Menggagas Integritas sebagai Panglima

Minggu 11-05-2025,04:33 WIB
Oleh: Mohammad Rozi*

Sebaliknya, ketika integritas diragukan, publik menjadi apatis atau bahkan memusuhi pemerintah, yang dapat memicu instabilitas sosial.

Kedua, integritas adalah benteng melawan korupsi. Pejabat yang berintegritas cenderung menolak godaan untuk menyalahgunakan jabatan demi kepentingan pribadi. Sebaliknya, ketika integritas lemah, pintu menuju korupsi, kolusi, dan nepotisme terbuka lebar.

Ketiga, pejabat negara adalah cermin nilai-nilai yang ingin ditegakkan dalam masyarakat. Jika mereka gagal menunjukkan kejujuran, bagaimana mereka bisa mengharapkan rakyat untuk patuh pada hukum atau menjunjung etika? Integritas pejabat adalah investasi dalam budaya kejujuran yang lebih luas.

Keempat, pemerintahan yang dipimpin pejabat berintegritas memiliki legitimasi yang kuat di mata rakyat dan dunia internasional. Legitimasi itu penting untuk menjalankan kebijakan, menarik investasi, dan memperkuat posisi negara di panggung global.

KEMBALI KE NILAI DASAR

Di era media sosial dan informasi instan, integritas pejabat negara diuji lebih keras. Setiap tindakan, pernyataan, bahkan ketidakjelasan seperti kasus ijazah dapat dengan cepat menjadi sorotan publik. 

Sayang, banyak pejabat yang memilih strategi defensif: mengelak, menyalahkan pihak lain, atau membiarkan isu mereda dengan sendirinya. Pendekatan itu justru memperburuk situasi. Sebab, publik modern menuntut transparansi dan akuntabilitas.

Selain itu, tekanan politik dan kepentingan pribadi sering kali menggoda pejabat untuk mengorbankan integritas. Dalam situasi seperti itu, integritas bukanlah pilihan yang mudah, tetapi sebuah keharusan. 

Pejabat yang memilih jalan integritas mungkin menghadapi risiko jangka pendek seperti kritik atau kehilangan dukungan politik. Namun, dalam jangka panjang, mereka akan dihormati sebagai pemimpin sejati.
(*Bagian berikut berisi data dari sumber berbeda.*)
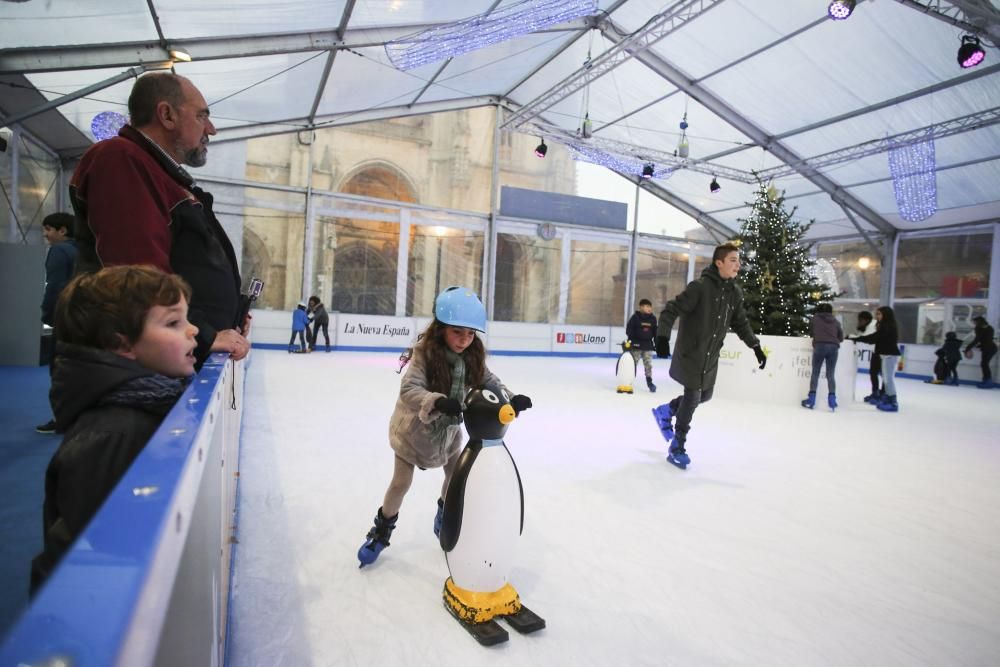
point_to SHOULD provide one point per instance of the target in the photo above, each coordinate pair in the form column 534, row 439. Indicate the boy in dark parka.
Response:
column 125, row 355
column 708, row 308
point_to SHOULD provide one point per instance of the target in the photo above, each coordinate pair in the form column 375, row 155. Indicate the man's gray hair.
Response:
column 148, row 91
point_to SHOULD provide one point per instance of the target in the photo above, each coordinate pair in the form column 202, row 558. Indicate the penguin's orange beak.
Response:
column 506, row 415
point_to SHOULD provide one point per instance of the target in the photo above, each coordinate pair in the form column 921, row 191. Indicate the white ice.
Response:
column 795, row 537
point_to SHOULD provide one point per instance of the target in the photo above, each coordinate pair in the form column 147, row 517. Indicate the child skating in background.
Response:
column 425, row 429
column 320, row 320
column 640, row 334
column 886, row 341
column 827, row 336
column 987, row 346
column 949, row 354
column 300, row 320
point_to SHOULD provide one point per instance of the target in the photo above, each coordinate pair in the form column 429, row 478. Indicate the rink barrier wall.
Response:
column 377, row 333
column 147, row 583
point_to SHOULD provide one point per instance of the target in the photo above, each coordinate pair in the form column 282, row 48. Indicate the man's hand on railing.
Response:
column 229, row 340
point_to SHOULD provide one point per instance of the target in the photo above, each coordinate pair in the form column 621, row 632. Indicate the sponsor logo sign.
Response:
column 580, row 339
column 375, row 331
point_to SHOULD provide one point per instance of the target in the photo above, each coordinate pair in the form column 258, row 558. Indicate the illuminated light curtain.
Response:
column 621, row 164
column 475, row 32
column 106, row 124
column 914, row 178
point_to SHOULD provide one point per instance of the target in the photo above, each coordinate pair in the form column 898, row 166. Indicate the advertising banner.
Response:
column 580, row 339
column 785, row 379
column 375, row 331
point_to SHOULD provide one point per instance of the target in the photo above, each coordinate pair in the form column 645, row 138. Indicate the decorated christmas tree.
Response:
column 778, row 277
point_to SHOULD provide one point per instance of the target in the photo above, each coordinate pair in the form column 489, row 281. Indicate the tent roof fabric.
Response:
column 764, row 84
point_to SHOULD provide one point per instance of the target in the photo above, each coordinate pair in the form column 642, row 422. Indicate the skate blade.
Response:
column 672, row 461
column 525, row 621
column 489, row 633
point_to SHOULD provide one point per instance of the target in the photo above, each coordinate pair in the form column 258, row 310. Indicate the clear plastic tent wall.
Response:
column 760, row 82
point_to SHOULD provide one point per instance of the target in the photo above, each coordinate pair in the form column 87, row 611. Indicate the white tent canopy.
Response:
column 765, row 84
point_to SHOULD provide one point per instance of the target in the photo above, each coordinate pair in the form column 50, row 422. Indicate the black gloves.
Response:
column 519, row 402
column 663, row 347
column 448, row 406
column 761, row 357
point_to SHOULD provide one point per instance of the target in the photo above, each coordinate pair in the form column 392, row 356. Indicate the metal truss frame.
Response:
column 976, row 16
column 623, row 49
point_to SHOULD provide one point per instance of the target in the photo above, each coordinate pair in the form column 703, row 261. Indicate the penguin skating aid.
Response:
column 482, row 520
column 625, row 371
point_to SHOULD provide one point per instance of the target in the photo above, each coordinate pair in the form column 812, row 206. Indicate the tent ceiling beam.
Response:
column 861, row 230
column 927, row 90
column 565, row 45
column 974, row 16
column 717, row 106
column 290, row 125
column 83, row 92
column 713, row 226
column 623, row 49
column 331, row 56
column 805, row 166
column 27, row 60
column 719, row 70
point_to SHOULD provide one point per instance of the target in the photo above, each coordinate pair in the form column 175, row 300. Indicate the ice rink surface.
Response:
column 795, row 537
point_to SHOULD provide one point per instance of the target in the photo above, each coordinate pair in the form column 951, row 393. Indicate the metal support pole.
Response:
column 403, row 263
column 309, row 243
column 887, row 285
column 993, row 299
column 565, row 266
column 14, row 234
column 633, row 253
column 490, row 238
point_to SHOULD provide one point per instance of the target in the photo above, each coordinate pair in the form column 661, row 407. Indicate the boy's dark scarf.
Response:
column 457, row 363
column 155, row 393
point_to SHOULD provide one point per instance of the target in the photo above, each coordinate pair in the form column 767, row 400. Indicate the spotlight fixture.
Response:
column 840, row 9
column 971, row 52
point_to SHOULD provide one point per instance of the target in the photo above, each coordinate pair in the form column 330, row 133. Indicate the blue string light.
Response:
column 475, row 32
column 913, row 167
column 621, row 164
column 106, row 124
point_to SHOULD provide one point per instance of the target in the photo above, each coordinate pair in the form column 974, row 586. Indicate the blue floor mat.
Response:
column 24, row 454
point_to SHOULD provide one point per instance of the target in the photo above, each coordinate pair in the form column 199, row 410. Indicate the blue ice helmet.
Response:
column 460, row 307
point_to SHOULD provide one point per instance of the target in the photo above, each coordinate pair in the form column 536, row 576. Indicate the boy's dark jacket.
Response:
column 951, row 350
column 109, row 407
column 60, row 262
column 708, row 308
column 641, row 330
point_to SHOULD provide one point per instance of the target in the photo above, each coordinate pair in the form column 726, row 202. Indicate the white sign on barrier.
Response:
column 375, row 331
column 786, row 376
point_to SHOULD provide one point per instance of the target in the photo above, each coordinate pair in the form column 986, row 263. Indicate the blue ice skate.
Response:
column 377, row 539
column 888, row 404
column 664, row 419
column 677, row 455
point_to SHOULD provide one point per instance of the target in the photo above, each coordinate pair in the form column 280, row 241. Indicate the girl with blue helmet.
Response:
column 425, row 429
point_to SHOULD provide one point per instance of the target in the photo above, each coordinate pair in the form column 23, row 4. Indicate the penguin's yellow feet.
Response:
column 476, row 607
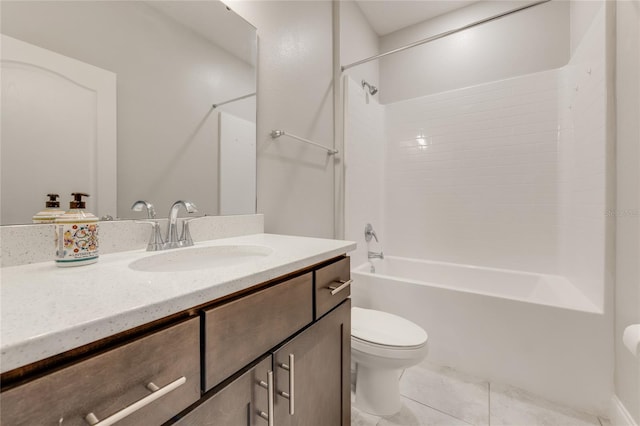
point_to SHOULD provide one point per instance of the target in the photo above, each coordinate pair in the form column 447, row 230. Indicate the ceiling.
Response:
column 387, row 16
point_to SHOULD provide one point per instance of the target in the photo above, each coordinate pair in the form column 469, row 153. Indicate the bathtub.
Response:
column 533, row 331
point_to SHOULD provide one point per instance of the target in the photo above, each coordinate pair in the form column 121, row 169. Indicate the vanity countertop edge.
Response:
column 46, row 310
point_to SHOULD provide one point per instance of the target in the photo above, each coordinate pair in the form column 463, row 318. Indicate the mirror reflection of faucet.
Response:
column 171, row 240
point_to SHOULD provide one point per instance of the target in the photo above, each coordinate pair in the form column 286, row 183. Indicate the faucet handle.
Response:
column 138, row 205
column 155, row 240
column 185, row 235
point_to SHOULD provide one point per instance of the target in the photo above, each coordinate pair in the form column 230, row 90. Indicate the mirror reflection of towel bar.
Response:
column 278, row 133
column 233, row 100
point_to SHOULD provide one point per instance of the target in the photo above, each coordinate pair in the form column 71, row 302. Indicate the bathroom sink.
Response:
column 196, row 258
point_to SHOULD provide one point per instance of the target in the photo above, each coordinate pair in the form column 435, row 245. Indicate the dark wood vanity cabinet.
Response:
column 318, row 384
column 108, row 383
column 275, row 355
column 242, row 402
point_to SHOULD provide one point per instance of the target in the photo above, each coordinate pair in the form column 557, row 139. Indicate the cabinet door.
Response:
column 237, row 404
column 312, row 373
column 240, row 331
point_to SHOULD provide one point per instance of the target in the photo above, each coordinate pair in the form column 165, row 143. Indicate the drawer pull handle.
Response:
column 291, row 395
column 343, row 285
column 268, row 416
column 156, row 393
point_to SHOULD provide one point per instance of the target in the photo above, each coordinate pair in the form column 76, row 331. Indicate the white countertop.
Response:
column 47, row 310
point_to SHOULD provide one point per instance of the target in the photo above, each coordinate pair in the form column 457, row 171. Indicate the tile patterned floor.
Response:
column 440, row 396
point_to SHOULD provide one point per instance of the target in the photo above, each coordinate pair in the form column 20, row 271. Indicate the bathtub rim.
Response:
column 583, row 305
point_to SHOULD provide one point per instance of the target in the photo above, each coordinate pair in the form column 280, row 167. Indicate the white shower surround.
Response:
column 514, row 176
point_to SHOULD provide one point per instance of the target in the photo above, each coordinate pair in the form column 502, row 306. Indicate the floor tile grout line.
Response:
column 437, row 409
column 489, row 403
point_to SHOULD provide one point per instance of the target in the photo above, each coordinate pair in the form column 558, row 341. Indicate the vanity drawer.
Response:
column 332, row 285
column 107, row 383
column 240, row 331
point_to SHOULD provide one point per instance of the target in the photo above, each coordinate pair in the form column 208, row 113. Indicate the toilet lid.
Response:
column 384, row 328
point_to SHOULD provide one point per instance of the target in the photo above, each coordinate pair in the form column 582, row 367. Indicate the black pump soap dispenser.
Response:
column 51, row 211
column 76, row 234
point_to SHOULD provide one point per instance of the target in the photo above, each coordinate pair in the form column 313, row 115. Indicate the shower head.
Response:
column 372, row 89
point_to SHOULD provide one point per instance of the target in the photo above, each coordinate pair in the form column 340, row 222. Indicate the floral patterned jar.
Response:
column 76, row 235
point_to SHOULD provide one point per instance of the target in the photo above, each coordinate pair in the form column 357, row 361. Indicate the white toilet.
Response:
column 382, row 346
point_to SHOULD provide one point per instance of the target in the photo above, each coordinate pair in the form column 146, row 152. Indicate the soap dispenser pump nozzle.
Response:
column 77, row 202
column 53, row 200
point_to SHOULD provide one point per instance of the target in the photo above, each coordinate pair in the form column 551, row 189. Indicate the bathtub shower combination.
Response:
column 529, row 330
column 488, row 197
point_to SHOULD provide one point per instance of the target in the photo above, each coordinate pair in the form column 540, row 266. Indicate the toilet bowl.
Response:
column 382, row 346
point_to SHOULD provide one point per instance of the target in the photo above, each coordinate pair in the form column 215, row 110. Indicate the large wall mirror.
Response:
column 127, row 100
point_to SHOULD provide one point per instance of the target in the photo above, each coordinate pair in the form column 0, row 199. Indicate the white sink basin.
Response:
column 195, row 258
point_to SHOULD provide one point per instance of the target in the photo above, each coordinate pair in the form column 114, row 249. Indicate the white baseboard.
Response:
column 619, row 415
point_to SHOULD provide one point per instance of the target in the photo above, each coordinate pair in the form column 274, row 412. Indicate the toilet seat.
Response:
column 371, row 328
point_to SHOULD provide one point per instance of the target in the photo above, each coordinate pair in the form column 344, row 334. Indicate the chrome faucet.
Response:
column 368, row 234
column 155, row 241
column 375, row 255
column 172, row 240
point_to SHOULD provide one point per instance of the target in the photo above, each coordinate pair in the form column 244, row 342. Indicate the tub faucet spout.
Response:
column 375, row 255
column 369, row 233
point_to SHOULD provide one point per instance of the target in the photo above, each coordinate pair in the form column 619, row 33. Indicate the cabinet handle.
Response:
column 268, row 416
column 156, row 393
column 343, row 285
column 291, row 396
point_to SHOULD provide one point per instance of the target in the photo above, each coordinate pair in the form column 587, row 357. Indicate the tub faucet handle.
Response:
column 369, row 232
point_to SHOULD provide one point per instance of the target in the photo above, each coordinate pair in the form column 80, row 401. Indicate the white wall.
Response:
column 582, row 155
column 483, row 189
column 533, row 40
column 627, row 299
column 358, row 41
column 167, row 132
column 295, row 94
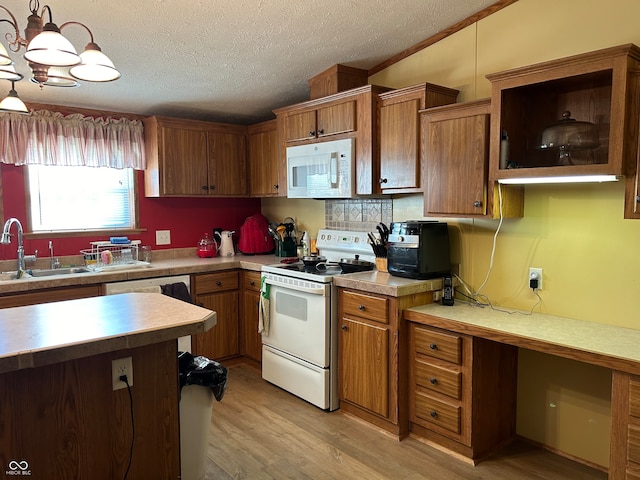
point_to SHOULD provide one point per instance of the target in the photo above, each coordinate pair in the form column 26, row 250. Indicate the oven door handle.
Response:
column 299, row 288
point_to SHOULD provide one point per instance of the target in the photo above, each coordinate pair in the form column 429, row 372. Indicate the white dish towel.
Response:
column 264, row 318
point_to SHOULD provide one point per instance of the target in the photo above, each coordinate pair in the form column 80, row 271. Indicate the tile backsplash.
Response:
column 358, row 215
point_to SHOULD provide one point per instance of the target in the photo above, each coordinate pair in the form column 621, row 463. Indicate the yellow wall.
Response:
column 577, row 234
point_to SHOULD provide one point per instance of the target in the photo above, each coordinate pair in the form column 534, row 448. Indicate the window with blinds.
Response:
column 80, row 198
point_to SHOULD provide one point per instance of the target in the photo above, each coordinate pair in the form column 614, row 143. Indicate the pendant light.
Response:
column 52, row 58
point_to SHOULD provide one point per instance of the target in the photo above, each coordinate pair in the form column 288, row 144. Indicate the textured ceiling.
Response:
column 230, row 60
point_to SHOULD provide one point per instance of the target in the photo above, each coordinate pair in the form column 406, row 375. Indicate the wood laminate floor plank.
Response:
column 260, row 432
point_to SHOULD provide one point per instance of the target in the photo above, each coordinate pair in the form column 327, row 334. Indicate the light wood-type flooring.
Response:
column 259, row 431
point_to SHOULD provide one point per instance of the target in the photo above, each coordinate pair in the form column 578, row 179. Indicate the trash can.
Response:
column 201, row 380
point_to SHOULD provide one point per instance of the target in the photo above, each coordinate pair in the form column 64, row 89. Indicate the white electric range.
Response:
column 300, row 350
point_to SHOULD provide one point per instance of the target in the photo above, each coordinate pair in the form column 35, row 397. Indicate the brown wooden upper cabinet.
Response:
column 348, row 114
column 400, row 168
column 455, row 158
column 599, row 87
column 265, row 167
column 193, row 158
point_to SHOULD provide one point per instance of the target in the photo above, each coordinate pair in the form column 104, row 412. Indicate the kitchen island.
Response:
column 60, row 417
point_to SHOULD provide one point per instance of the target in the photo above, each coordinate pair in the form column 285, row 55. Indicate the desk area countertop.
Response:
column 605, row 345
column 49, row 333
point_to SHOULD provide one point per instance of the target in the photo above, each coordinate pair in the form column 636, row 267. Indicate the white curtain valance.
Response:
column 51, row 138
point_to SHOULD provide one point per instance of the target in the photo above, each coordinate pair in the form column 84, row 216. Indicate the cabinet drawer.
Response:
column 437, row 412
column 216, row 282
column 634, row 396
column 633, row 442
column 439, row 379
column 366, row 306
column 444, row 346
column 251, row 281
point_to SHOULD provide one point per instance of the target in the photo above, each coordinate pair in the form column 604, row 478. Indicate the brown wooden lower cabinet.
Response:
column 251, row 340
column 462, row 390
column 371, row 364
column 219, row 292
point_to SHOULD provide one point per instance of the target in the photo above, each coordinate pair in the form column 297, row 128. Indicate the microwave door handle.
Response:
column 298, row 288
column 333, row 169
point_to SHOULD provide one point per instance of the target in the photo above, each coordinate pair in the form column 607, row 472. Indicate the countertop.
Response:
column 166, row 265
column 605, row 345
column 49, row 333
column 385, row 284
column 184, row 261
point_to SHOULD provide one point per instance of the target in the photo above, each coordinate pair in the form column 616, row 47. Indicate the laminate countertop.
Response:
column 167, row 264
column 49, row 333
column 599, row 344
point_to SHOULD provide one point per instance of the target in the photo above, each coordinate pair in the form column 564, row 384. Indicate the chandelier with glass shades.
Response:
column 52, row 58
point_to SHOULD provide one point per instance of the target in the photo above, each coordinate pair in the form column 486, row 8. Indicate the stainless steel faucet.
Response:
column 6, row 239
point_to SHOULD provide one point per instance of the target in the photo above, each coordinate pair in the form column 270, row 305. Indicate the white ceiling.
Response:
column 229, row 60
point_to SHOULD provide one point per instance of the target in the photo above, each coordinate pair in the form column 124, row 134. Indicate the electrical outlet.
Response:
column 163, row 237
column 121, row 366
column 535, row 274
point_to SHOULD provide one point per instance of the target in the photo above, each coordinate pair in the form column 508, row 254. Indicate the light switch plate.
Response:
column 163, row 237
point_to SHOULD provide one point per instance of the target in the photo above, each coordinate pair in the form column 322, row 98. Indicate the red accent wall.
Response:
column 187, row 218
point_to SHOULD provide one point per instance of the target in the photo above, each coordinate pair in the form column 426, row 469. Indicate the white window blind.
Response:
column 80, row 198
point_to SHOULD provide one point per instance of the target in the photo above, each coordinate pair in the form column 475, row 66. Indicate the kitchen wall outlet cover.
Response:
column 121, row 366
column 535, row 273
column 163, row 237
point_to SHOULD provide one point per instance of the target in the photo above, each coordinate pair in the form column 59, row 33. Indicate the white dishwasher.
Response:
column 151, row 285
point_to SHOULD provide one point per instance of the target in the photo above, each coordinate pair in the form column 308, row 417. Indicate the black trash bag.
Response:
column 202, row 371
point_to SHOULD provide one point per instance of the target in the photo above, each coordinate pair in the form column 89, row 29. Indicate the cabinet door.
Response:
column 227, row 164
column 184, row 161
column 364, row 365
column 222, row 340
column 334, row 119
column 300, row 126
column 399, row 145
column 456, row 161
column 263, row 163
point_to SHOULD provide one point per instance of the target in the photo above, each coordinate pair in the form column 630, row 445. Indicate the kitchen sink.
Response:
column 57, row 271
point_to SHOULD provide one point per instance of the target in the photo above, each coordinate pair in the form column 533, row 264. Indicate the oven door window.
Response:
column 300, row 324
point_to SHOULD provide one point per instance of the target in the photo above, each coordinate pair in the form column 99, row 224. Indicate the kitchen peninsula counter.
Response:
column 61, row 417
column 48, row 333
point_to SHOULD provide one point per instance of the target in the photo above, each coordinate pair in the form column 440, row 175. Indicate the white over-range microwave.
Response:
column 321, row 170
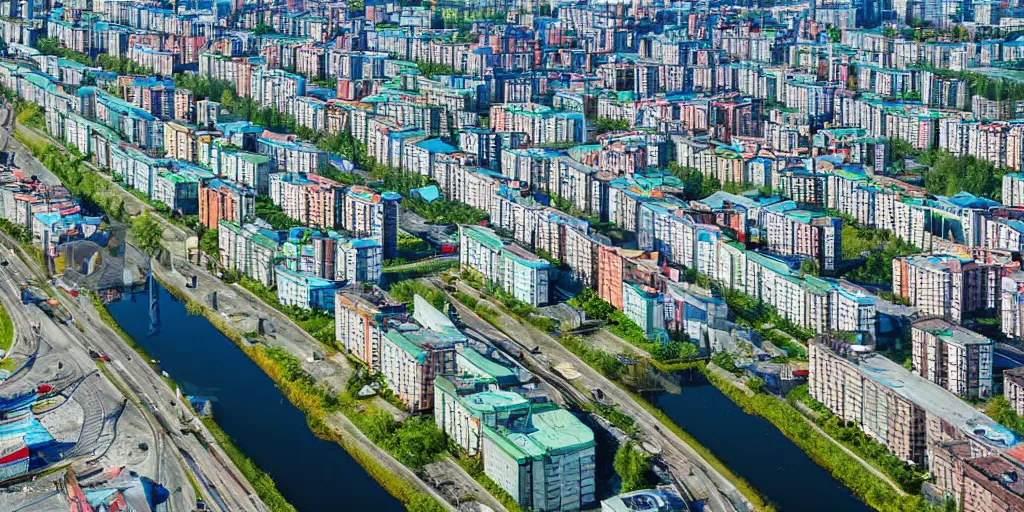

Untuk mengembalikan integritas sebagai pilar utama, ada beberapa hal yang perlu mendapat perhatian. 

Pertama, pejabat harus bersedia membuka fakta, bagaimana mereka mengusung kebijakan. Itu menyangkut konsistensi perkataan dengan tindakan. Jangan ”sein kanan, tapi belok kiri”. 

Itu juga termasuk dalam kasus-kasus sederhana seperti keabsahan dokumen. Ketidaktransparanan hanya memicu spekulasi dan ketidakpercayaan.

Kedua, penegakan hukum demi akuntabilitas. Pejabat yang terbukti melanggar integritas, misalnya, harus menghadapi konsekuensi, tanpa pandang bulu. Hukum harus ditegakkan secara adil. 

Ketiga, penegakan kembali nilai-nilai etika. Itu bisa dilakukan apakah lewat pelatihan bagi calon pejabat. Yang lebih praktis adalah memberikan contoh. Itu dimulai pejabat tertinggi. 

Yang terakhir dan tak kalah penting adalah pengawasan publik. Masyarakat dan media harus terus mengawasi dan menuntut integritas dari pejabat. Tekanan publik adalah pengingat bahwa amanah negara bukanlah hak, melainkan tanggung jawab.

Integritas bukanlah barang usang, melainkan kebutuhan mendesak bagi pejabat negara. Seperti yang diajarkan Aesop melalui fabelnya, kepercayaan adalah harta yang sulit dibangun, tetapi mudah dihancurkan.